Des herbes sauvages jaillissent des monticules noirâtres qui bordent l’avenue Libération. Un spectacle incongru, presque ironique, sur cette artère vitale de Kinshasa. La boue, résultat du curage des caniveaux, a été abandonnée sur la chaussée, transformant ce tronçon en un véritable parcours du combattant. Entre l’arrêt Landu et la prison centrale de Makala, la circulation est réduite à peau de chagrin, et chaque pluie accentue le calvaire des usagers.
« Les caniveaux ont été curés, mais les déchets retirés ont été laissés sur place. Il devient difficile de circuler normalement sur cette route », confie un riverain, résigné. Le constat est amer : l’opération de curage, censée prévenir les inondations, s’est muée en un cauchemar permanent. La chaussée, rétrécie par ces amas de déchets, oblige piétons et automobilistes à slalomer, avec le risque permanent de chuter dans les caniveaux à ciel ouvert. Une distraction, et c’est la chute assurée dans un cloaque pestilentiel.

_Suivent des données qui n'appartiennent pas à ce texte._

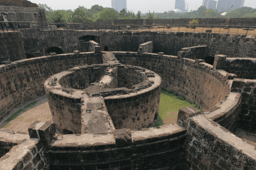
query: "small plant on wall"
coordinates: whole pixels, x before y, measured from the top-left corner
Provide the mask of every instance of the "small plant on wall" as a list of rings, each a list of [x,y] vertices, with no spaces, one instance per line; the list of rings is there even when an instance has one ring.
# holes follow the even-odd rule
[[[199,24],[199,20],[193,19],[192,21],[188,22],[188,25],[190,28],[195,28],[196,26]]]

La situation est d’autant plus alarmante que Kinshasa, ville de plus de 12 millions d’habitants, s’enfonce dans une crise hygiénique chronique. Ces dépôts de boue, exposés au soleil et à l’humidité, deviennent des nids à germes. « Nous sommes exposés à plusieurs maladies », alerte un habitant du quartier, le visage grave. Les odeurs nauséabondes qui s’en dégagent après chaque averse sont le signe d’une fermentation dangereuse, un cocktail de bactéries et de parasites prêt à contaminer la population. Diarrhées, choléra, typhoïde : la précarité sanitaire guette.
Comment une telle incurie est-elle possible ? La réponse est hélas un classique de la gestion urbaine congolaise : le curage sans évacuation. On creuse, on extrait, puis on laisse pourrir sur place. L’avenue Libération, ex-24 novembre, est un symbole de cette démission. La circulation, poumon économique de la capitale, est asphyxiée par cette boue visqueuse, comme une forêt étouffée par le lierre parasite. Chaque jour qui passe voit l’herbe pousser plus dru sur ces déchets, ultime insulte à la dignité des Kinois.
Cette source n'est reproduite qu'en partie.